Teriyaki Chicken Don
Ingredients
- 1 Chicken Thigh (bone-in or boneless, skin-on or skin-off)
- 1 Wheat Flour (for dredging)
- 1 Kosher Salt (to taste)
- 1 Black Pepper (freshly ground, to taste)
- 2 tbsp Soy Sauce (shoyu)
- 2 tbsp Mirin
- 2 tbsp Sake
- 1 tsp Sugar
- 1 Green Onion (to taste)
- 1 Nori (finely chopped)
- 1 Beni Shouga (to taste)
Instructions
- 1
Prepare the sauce by mixing shoyu, mirin, sake, and sugar in a small container until well combined.
- 2
Prepare the chicken: pierce the meat all over with a fork, trim excess fat, and ensure uniform thickness by butterflying or flattening as needed.
- 3
Season the chicken with salt and black pepper on both sides.
- 4
Dredge the chicken in wheat flour, ensuring a light coating.
- 5
Prepare the garnish: cut the nori sheet into thin strips.
- 6
Heat oil in a pan over medium heat.

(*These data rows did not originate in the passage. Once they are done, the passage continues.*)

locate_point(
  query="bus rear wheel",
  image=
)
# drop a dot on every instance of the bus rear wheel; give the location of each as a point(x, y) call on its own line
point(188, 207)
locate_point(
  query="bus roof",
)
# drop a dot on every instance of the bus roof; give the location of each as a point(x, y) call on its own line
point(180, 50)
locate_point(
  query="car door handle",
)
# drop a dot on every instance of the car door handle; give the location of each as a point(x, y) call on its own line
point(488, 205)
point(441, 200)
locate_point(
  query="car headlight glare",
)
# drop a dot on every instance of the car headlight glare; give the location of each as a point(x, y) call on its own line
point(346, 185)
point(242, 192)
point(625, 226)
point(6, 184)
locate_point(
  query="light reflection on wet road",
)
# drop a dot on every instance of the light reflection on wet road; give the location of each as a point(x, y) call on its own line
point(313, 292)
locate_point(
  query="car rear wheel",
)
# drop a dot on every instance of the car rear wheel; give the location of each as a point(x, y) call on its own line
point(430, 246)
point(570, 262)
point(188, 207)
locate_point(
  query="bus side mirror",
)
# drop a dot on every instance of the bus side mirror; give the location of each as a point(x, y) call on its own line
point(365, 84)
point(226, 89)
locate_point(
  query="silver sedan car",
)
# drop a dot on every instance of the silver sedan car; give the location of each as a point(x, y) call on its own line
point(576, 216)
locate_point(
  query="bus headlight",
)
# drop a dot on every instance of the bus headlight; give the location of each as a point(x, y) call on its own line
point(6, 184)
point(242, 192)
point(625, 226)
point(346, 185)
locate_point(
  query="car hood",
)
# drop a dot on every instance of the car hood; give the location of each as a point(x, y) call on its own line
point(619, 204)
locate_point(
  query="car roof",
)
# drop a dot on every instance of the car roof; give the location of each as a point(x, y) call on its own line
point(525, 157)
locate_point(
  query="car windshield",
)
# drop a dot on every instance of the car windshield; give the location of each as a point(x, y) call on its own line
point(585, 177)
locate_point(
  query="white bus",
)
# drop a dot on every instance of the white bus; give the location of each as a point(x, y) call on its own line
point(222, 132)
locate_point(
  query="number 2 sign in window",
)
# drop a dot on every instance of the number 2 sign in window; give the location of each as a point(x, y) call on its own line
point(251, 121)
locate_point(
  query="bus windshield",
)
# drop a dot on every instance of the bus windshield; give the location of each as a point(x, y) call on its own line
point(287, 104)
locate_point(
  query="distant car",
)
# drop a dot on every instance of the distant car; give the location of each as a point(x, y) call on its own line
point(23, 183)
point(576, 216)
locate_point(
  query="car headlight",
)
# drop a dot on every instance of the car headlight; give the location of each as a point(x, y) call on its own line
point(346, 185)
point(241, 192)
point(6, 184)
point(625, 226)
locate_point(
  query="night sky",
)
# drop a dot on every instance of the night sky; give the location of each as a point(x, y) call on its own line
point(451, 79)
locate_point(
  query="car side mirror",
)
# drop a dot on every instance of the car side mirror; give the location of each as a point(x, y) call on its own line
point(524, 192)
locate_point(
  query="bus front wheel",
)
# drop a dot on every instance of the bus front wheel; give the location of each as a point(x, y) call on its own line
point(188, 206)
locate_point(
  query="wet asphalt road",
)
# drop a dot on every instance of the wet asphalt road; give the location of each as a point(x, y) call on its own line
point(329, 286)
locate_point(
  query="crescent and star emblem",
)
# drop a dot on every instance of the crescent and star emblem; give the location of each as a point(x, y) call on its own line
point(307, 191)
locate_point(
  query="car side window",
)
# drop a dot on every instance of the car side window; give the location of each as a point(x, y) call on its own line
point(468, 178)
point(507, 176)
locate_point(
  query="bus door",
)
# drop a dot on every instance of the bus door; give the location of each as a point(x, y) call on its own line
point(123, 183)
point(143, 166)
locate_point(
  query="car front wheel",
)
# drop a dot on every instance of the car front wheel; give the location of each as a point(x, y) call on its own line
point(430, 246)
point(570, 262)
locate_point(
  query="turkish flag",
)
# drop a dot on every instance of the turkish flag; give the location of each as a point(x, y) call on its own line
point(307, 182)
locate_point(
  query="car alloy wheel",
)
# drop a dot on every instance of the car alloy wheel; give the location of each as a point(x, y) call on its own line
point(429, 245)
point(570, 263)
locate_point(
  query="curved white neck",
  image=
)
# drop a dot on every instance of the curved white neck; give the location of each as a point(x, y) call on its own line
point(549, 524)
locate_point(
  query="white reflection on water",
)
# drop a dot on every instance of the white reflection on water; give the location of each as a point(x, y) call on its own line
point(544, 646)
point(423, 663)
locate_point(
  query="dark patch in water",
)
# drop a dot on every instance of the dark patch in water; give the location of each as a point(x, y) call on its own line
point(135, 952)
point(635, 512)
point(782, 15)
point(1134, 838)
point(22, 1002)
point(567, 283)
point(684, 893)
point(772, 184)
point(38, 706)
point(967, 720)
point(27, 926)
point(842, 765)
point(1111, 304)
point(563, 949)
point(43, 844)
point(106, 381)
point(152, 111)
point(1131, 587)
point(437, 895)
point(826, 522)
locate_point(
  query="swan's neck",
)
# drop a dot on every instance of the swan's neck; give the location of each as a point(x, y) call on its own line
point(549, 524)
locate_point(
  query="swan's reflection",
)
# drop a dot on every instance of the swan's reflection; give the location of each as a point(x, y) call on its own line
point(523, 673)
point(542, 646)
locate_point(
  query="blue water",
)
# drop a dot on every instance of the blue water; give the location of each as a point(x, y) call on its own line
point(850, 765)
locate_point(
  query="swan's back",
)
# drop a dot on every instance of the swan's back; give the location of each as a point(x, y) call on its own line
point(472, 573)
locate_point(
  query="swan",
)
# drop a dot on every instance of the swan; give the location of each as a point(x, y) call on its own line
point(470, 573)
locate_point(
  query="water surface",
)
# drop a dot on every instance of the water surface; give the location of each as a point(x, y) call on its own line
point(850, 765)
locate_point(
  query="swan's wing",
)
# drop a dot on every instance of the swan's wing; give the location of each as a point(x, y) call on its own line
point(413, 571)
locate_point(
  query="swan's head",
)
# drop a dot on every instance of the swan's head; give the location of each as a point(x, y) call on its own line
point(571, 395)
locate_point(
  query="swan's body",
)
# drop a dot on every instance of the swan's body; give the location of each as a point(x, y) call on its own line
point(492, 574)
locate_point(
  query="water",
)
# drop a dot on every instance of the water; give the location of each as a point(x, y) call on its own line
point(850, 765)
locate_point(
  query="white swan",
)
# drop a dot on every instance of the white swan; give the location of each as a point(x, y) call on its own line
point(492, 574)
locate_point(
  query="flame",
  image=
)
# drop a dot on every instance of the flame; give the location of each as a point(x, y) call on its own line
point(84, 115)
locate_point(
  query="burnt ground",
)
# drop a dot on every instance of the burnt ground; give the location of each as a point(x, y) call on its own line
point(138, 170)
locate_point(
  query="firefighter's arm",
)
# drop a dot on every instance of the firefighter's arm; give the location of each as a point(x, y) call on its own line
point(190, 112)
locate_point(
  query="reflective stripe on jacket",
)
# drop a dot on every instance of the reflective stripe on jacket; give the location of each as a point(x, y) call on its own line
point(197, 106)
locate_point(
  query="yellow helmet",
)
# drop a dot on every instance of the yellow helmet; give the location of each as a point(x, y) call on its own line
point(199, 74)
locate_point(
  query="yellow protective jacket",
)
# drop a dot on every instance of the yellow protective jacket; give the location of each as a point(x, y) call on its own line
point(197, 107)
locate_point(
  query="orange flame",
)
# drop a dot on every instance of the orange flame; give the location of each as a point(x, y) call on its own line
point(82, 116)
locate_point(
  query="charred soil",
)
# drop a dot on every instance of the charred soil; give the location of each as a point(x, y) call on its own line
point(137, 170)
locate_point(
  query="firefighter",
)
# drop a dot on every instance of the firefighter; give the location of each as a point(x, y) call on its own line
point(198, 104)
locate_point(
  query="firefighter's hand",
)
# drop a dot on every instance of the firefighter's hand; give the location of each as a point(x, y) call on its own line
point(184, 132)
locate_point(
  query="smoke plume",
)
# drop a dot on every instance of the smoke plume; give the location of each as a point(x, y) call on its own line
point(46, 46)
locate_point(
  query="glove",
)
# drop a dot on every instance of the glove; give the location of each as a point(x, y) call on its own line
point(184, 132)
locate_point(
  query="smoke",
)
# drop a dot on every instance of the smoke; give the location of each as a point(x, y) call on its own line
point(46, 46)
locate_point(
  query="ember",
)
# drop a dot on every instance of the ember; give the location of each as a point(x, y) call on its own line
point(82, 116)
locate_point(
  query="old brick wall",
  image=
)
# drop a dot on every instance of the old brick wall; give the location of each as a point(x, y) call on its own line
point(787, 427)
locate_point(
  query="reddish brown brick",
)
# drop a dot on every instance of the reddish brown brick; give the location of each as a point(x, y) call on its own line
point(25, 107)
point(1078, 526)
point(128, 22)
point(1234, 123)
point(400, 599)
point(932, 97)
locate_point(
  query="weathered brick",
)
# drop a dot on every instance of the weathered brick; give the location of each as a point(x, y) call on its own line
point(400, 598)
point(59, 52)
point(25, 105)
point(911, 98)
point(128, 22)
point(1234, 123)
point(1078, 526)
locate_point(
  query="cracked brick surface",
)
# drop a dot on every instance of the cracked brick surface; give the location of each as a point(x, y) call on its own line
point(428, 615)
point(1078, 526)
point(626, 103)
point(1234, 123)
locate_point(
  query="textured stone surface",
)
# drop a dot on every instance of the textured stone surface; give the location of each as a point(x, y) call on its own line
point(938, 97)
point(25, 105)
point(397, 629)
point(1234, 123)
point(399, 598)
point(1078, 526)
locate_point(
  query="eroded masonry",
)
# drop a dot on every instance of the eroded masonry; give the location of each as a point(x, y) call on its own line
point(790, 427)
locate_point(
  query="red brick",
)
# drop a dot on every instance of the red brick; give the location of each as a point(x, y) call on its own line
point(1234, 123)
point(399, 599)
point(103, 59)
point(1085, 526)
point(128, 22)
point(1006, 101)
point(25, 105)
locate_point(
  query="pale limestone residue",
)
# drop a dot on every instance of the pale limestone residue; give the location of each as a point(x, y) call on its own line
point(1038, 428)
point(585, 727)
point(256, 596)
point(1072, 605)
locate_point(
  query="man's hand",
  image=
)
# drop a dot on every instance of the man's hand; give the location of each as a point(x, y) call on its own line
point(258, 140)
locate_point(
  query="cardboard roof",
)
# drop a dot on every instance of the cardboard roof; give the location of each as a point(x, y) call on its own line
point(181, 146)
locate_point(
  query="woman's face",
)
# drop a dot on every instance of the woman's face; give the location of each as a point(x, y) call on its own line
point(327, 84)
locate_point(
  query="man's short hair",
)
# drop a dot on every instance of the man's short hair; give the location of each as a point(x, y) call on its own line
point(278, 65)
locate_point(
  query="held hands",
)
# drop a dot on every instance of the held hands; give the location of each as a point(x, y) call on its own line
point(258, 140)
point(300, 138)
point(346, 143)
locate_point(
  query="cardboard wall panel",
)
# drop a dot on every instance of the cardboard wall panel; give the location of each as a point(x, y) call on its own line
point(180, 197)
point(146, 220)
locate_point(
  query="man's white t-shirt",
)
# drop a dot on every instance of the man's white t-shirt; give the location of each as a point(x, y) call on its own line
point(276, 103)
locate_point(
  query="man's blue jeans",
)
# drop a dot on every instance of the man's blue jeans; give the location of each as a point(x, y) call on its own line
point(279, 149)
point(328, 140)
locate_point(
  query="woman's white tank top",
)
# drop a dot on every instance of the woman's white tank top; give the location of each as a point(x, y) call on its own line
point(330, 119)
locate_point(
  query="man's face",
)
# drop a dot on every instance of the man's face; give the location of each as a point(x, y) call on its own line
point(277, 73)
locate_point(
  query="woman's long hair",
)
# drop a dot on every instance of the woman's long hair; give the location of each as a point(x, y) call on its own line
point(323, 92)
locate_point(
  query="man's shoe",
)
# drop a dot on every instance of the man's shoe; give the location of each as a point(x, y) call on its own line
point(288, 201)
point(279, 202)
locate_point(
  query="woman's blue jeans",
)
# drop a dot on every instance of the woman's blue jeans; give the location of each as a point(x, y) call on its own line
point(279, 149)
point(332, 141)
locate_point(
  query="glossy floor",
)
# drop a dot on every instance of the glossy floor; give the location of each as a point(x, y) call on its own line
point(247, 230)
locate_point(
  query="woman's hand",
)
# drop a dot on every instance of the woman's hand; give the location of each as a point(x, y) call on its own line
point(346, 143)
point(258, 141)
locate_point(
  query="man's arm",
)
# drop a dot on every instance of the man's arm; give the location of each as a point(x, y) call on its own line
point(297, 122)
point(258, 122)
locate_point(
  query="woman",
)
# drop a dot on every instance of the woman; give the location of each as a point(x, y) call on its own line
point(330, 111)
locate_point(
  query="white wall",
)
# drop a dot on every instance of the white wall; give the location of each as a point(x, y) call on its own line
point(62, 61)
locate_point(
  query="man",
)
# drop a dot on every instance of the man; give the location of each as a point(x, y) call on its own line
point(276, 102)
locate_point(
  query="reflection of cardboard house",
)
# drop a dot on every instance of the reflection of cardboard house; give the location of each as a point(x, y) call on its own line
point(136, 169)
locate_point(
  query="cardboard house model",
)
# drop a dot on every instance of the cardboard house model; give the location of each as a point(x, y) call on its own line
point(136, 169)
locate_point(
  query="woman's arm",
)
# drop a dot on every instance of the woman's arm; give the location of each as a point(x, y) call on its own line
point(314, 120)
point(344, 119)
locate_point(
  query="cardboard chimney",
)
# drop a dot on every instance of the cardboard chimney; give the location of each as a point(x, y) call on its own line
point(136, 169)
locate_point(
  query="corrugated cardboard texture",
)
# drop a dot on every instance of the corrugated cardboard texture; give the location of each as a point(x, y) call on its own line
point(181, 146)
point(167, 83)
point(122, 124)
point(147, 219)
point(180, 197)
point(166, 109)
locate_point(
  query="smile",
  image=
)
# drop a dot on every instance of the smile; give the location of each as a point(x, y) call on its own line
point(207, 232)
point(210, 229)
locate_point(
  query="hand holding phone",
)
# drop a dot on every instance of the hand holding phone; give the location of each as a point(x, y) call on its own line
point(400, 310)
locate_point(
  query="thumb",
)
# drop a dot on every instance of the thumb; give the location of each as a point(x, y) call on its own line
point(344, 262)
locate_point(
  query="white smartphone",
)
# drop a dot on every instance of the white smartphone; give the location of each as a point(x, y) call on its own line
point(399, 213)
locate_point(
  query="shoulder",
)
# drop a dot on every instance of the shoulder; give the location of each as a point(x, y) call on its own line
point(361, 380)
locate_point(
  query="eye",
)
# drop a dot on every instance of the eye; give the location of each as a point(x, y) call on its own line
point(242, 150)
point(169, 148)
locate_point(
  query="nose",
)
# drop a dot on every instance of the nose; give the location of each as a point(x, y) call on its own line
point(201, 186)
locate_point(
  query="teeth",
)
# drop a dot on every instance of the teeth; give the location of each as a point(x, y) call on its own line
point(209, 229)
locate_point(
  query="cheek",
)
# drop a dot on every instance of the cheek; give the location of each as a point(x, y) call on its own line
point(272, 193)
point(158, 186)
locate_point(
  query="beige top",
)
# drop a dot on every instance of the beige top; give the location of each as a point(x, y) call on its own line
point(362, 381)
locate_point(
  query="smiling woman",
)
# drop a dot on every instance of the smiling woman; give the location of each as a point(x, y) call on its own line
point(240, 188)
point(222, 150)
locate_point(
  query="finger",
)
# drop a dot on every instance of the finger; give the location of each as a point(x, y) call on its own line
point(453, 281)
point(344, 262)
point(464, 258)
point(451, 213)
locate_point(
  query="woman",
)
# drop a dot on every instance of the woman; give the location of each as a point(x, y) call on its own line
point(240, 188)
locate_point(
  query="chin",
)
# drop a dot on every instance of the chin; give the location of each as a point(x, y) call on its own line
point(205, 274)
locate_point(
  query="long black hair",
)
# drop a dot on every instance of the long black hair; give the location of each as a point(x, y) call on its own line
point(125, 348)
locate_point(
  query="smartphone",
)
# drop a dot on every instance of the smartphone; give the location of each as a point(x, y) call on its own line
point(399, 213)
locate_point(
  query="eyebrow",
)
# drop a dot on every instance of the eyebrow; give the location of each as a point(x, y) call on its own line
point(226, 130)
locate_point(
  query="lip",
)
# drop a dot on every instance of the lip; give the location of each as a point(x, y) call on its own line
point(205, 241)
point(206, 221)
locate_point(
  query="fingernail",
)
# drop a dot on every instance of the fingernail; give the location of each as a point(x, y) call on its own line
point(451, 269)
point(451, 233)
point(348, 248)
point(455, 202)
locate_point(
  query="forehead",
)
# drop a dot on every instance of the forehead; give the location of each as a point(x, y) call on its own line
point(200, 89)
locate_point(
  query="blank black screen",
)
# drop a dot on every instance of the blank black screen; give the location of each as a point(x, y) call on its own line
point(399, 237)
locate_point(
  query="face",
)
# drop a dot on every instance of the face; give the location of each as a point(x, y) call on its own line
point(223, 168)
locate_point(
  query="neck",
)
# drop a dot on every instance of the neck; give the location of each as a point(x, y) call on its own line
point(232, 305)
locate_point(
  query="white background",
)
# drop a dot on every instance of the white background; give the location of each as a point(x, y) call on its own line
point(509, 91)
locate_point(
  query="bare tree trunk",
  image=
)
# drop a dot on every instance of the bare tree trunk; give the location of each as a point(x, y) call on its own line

Place the chicken skin-side down and press lightly to ensure even cooking.
- 7
Cook until the skin is browned, then flip and cook the other side until cooked through.
- 8
Pour the prepared sauce into the pan and cook until it reduces and thickens to a glossy consistency that adheres to the meat.
- 9
Slice the cooked chicken.
- 10
Assemble the donburi: serve the chicken over a bowl of steamed rice, drizzle with the pan sauce, and garnish with nori, beni shouga, and chopped green onions.